Due to such biases, POGO calls the clinical trial process for Pradaxa “a sausage factory.” Lauren Murphy, a spokeswoman with Boehringer Ingelheim which is based in Ingelheim, Germany, provided a statement that says the company discussed their clinical trial design with POGO in 2013. “We found the article to be biased and misleading for patients and providers. The points raised have been previously addressed publicly and found to be baseless,” the company says.
A Shaky Redaction
Another set of documents suggested the agency bowed to the company’s wish to make advertising claims that Pradaxa was superior to warfarin. In the trial, 3.4 percent of patients on warfarin suffered a stroke compared with 2.2 percent on Pradaxa, but flaws in trial design gave Pradaxa a clear advantage.
At least one FDA leader insisted that a superiority claim was inappropriate due to these flaws and would lead patients on warfarin to believe that they should switch to Pradaxa when it wasn’t clear that they would benefit from doing so. However, his statement was hidden from public view until the POGO report was released.

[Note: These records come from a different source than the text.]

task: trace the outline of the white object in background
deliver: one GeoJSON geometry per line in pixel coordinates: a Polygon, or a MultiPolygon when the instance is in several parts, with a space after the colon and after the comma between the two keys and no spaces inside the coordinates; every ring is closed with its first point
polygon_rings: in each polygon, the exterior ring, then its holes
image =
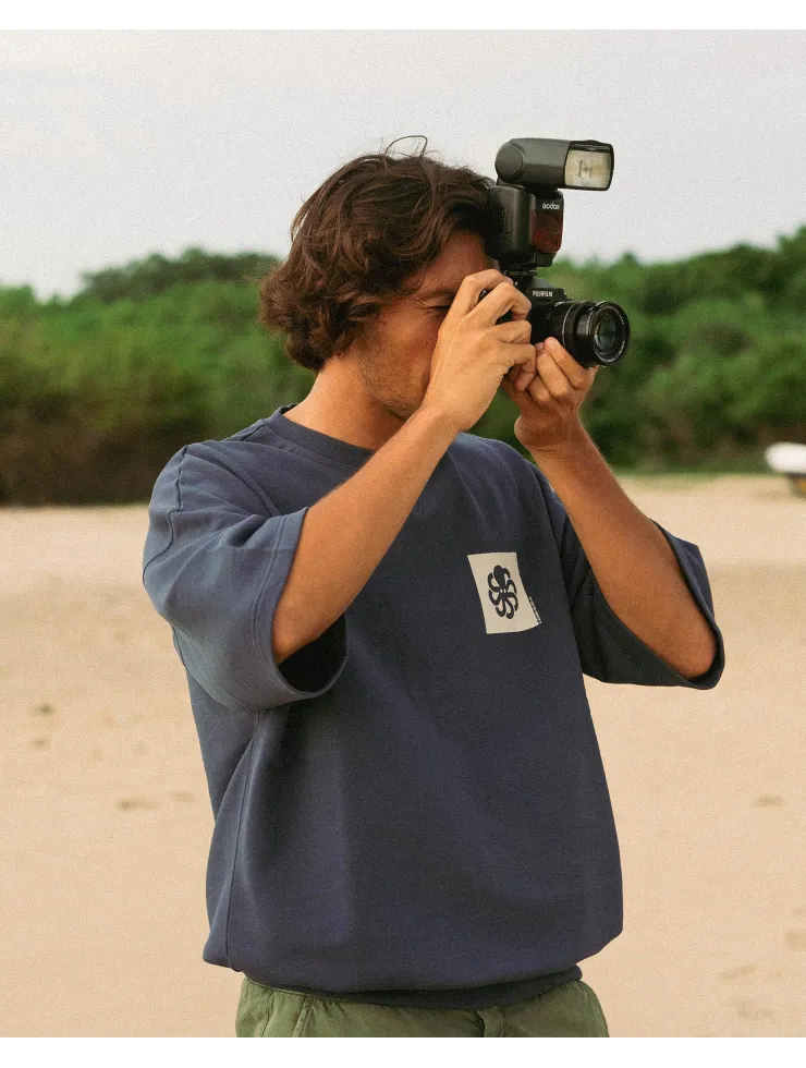
{"type": "Polygon", "coordinates": [[[777,441],[765,449],[764,458],[773,471],[787,476],[796,494],[806,497],[806,445],[777,441]]]}

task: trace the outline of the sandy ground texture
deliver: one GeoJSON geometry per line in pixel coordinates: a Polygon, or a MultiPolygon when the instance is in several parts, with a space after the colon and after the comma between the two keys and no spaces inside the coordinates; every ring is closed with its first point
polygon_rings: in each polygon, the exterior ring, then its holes
{"type": "MultiPolygon", "coordinates": [[[[699,546],[712,691],[586,687],[624,932],[582,962],[613,1036],[806,1036],[806,499],[780,475],[620,480],[699,546]]],[[[144,506],[0,509],[0,1035],[232,1036],[202,960],[212,828],[144,506]]]]}

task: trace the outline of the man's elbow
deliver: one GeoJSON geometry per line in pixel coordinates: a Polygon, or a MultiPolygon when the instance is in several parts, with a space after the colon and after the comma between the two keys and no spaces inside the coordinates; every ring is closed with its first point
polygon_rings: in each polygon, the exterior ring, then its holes
{"type": "Polygon", "coordinates": [[[717,655],[717,639],[713,631],[708,628],[708,636],[704,643],[700,643],[700,655],[698,658],[692,662],[691,668],[681,671],[680,673],[684,679],[698,679],[700,675],[705,675],[713,664],[713,659],[717,655]]]}

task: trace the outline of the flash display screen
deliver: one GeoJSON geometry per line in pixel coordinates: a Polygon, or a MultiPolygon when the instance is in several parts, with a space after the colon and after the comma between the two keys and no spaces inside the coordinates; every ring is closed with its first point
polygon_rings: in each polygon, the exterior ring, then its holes
{"type": "Polygon", "coordinates": [[[532,213],[532,245],[538,252],[555,255],[562,244],[562,213],[532,213]]]}
{"type": "Polygon", "coordinates": [[[565,157],[564,183],[566,189],[606,190],[612,173],[610,153],[570,148],[565,157]]]}

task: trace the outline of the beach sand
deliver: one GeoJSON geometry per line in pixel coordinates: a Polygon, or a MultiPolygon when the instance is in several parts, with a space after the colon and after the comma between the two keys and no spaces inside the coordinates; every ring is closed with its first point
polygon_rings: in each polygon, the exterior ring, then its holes
{"type": "MultiPolygon", "coordinates": [[[[699,546],[711,691],[585,679],[624,931],[581,962],[613,1036],[806,1036],[806,499],[780,475],[620,477],[699,546]]],[[[145,506],[0,509],[0,1035],[232,1036],[186,681],[145,506]]]]}

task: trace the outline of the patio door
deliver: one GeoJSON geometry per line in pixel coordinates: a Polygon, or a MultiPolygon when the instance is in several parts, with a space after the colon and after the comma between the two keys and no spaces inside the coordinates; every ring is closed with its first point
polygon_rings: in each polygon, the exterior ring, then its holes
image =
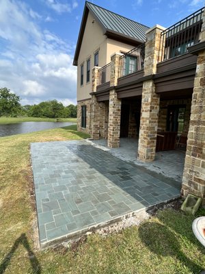
{"type": "Polygon", "coordinates": [[[167,131],[181,134],[184,123],[184,105],[169,105],[167,116],[167,131]]]}
{"type": "Polygon", "coordinates": [[[120,138],[126,138],[128,136],[130,118],[130,105],[122,105],[120,120],[120,138]]]}

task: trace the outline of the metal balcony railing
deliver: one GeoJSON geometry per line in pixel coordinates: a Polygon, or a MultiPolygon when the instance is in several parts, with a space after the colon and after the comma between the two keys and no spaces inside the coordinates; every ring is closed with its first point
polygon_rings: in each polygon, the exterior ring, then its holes
{"type": "Polygon", "coordinates": [[[111,63],[98,69],[98,86],[107,83],[110,80],[111,63]]]}
{"type": "Polygon", "coordinates": [[[187,51],[187,48],[200,39],[204,7],[161,32],[162,62],[187,51]]]}
{"type": "Polygon", "coordinates": [[[120,75],[126,76],[144,68],[145,44],[142,44],[120,58],[120,75]]]}

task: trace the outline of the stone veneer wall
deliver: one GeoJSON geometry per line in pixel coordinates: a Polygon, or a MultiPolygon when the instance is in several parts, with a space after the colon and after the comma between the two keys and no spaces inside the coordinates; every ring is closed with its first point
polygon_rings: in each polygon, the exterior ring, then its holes
{"type": "Polygon", "coordinates": [[[191,99],[161,101],[159,112],[158,131],[161,132],[166,130],[167,107],[172,105],[186,105],[184,125],[182,135],[187,135],[191,114],[191,99]]]}
{"type": "Polygon", "coordinates": [[[98,102],[94,95],[92,95],[92,131],[94,140],[107,138],[108,102],[98,102]]]}
{"type": "MultiPolygon", "coordinates": [[[[162,52],[161,33],[165,29],[156,25],[149,29],[145,48],[144,76],[155,74],[156,64],[162,52]]],[[[159,95],[155,92],[155,85],[152,79],[143,83],[140,129],[138,145],[138,160],[152,162],[155,158],[159,95]]]]}
{"type": "MultiPolygon", "coordinates": [[[[139,129],[136,124],[135,115],[136,113],[139,114],[140,117],[141,103],[139,102],[131,103],[130,104],[130,117],[129,117],[129,127],[128,127],[128,137],[137,138],[139,136],[139,129]]],[[[140,118],[139,118],[140,119],[140,118]]]]}
{"type": "Polygon", "coordinates": [[[107,146],[109,147],[120,147],[121,99],[118,99],[115,86],[118,84],[120,71],[120,53],[115,53],[111,57],[111,77],[109,102],[109,122],[107,146]],[[111,89],[111,87],[113,88],[111,89]]]}
{"type": "Polygon", "coordinates": [[[91,134],[92,101],[90,99],[79,101],[77,103],[77,129],[79,132],[91,134]],[[81,106],[86,105],[86,128],[81,127],[81,106]]]}
{"type": "MultiPolygon", "coordinates": [[[[200,42],[205,41],[205,10],[200,42]]],[[[192,193],[205,204],[205,49],[198,53],[192,95],[182,193],[192,193]]]]}
{"type": "Polygon", "coordinates": [[[205,50],[197,58],[182,192],[201,197],[205,204],[205,50]]]}
{"type": "Polygon", "coordinates": [[[108,137],[108,120],[109,120],[109,101],[104,102],[103,122],[100,125],[100,136],[107,139],[108,137]]]}

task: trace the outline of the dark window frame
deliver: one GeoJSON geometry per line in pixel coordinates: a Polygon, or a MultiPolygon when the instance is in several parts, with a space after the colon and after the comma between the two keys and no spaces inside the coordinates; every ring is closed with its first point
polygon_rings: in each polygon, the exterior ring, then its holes
{"type": "Polygon", "coordinates": [[[87,60],[87,67],[86,67],[86,82],[90,82],[90,58],[87,60]]]}
{"type": "Polygon", "coordinates": [[[83,71],[84,71],[84,64],[83,64],[81,66],[81,86],[83,86],[83,76],[84,76],[83,71]]]}
{"type": "Polygon", "coordinates": [[[94,54],[94,66],[99,66],[99,51],[96,51],[94,54]]]}
{"type": "Polygon", "coordinates": [[[86,105],[81,105],[81,127],[86,128],[86,105]]]}

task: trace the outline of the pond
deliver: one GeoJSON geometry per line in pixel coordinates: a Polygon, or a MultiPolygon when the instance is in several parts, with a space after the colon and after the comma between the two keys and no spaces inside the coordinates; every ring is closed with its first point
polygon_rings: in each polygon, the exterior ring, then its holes
{"type": "Polygon", "coordinates": [[[23,122],[16,124],[0,124],[0,137],[51,129],[75,125],[66,122],[23,122]]]}

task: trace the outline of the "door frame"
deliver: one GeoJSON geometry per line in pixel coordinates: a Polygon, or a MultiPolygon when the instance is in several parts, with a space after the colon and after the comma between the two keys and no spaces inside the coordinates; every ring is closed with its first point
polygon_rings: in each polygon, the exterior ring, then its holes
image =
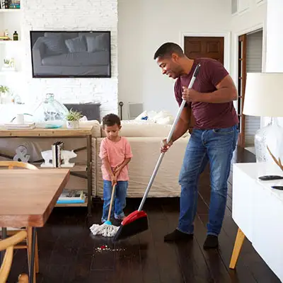
{"type": "Polygon", "coordinates": [[[182,32],[180,35],[180,42],[181,47],[185,48],[185,40],[186,36],[198,37],[224,37],[224,67],[230,73],[231,67],[231,32],[226,33],[185,33],[182,32]]]}
{"type": "MultiPolygon", "coordinates": [[[[234,51],[233,52],[233,81],[235,83],[236,87],[237,88],[238,90],[238,38],[241,35],[246,35],[248,33],[256,32],[258,30],[262,30],[262,71],[265,72],[265,68],[266,68],[266,39],[267,39],[267,34],[266,34],[266,23],[265,22],[262,22],[258,25],[253,25],[250,28],[237,31],[236,33],[233,33],[233,50],[234,51]]],[[[238,103],[238,100],[236,101],[238,103]]],[[[235,105],[235,104],[234,104],[235,105]]],[[[235,108],[237,110],[238,107],[235,105],[235,108]]],[[[238,111],[237,111],[237,114],[238,111]]],[[[260,127],[262,127],[262,117],[260,117],[260,127]]]]}
{"type": "Polygon", "coordinates": [[[266,66],[266,25],[265,23],[260,23],[258,25],[253,25],[248,28],[246,28],[244,30],[241,30],[233,33],[233,50],[235,52],[233,52],[233,80],[236,84],[236,86],[238,88],[238,37],[242,35],[245,35],[247,33],[255,32],[258,30],[262,29],[262,72],[265,71],[265,66],[266,66]]]}

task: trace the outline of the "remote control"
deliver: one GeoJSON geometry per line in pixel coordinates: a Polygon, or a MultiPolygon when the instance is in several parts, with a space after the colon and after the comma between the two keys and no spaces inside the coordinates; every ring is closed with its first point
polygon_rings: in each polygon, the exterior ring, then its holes
{"type": "Polygon", "coordinates": [[[279,176],[277,175],[266,175],[265,176],[258,177],[262,181],[268,181],[270,180],[280,180],[283,179],[283,176],[279,176]]]}
{"type": "Polygon", "coordinates": [[[272,186],[271,187],[272,189],[283,190],[283,186],[272,186]]]}

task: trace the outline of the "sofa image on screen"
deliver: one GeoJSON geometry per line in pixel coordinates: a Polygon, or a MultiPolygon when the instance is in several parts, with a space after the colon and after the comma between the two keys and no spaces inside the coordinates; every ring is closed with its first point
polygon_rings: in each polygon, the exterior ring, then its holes
{"type": "Polygon", "coordinates": [[[33,76],[110,76],[109,33],[30,33],[33,76]]]}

In 2010, Ellis Unger, the deputy director of the Office of New Drugs at the time, posted a memo to the FDA’s website explaining the agency’s rationale for approving Pradaxa, which is also known by its scientific name dabigatran. The FDA originally redacted a portion of Unger’s statement and said the redaction was intended to protect trade secrets. But the deleted section of Unger’s memo, obtained by POGO, appears to have little to do with trade secrets. Instead, it casts into question the FDA’s decision to eventually allow Boehringer Ingelheim to make superiority claims for Pradaxa.
The redacted section of Unger’s memo reads, “It is important, therefore, not to provide dabigatran with a superiority claim to warfarin, because it would imply that even those well-treated with warfarin should be switched to dabigatran. Clearly, that is not the case.”
Internal emails obtained from Boehringer Ingelheim also show that at least two company scientists who called for establishing a “therapeutic range” within which Pradaxa would be most effective were silenced by concerns that doing so would compromise its ability to compete with warfarin. The creation of such a range would require patients to be regularly tested, and thus erase the drug’s primary competitive advantage.
Boehringer Ingelheim disputes these claims and the implication that warfarin may be just as good or better for some patients than Pradaxa. “Patient care and the evaluation of medicines are best left in the hands of medical experts. The article is irresponsible as it places in danger patients who may erroneously change their medication or behavior without speaking to a healthcare professional,” the company says. “We take offense to anyone or any organization who would question our integrity. ”
To Cotton, the FDA’s willingness to approve a blood thinner without an antidote represents a gross miscalculation. He is similarly offended by the fact that so few primary care physicians seem to inform their patients about the risks of Pradaxa.
“I am frustrated but I am still a little bit in the dark as to how the hell it happened,” he says. “I just know the real-world consequences of having a blood thinner without an antidote. It just freaks me out.”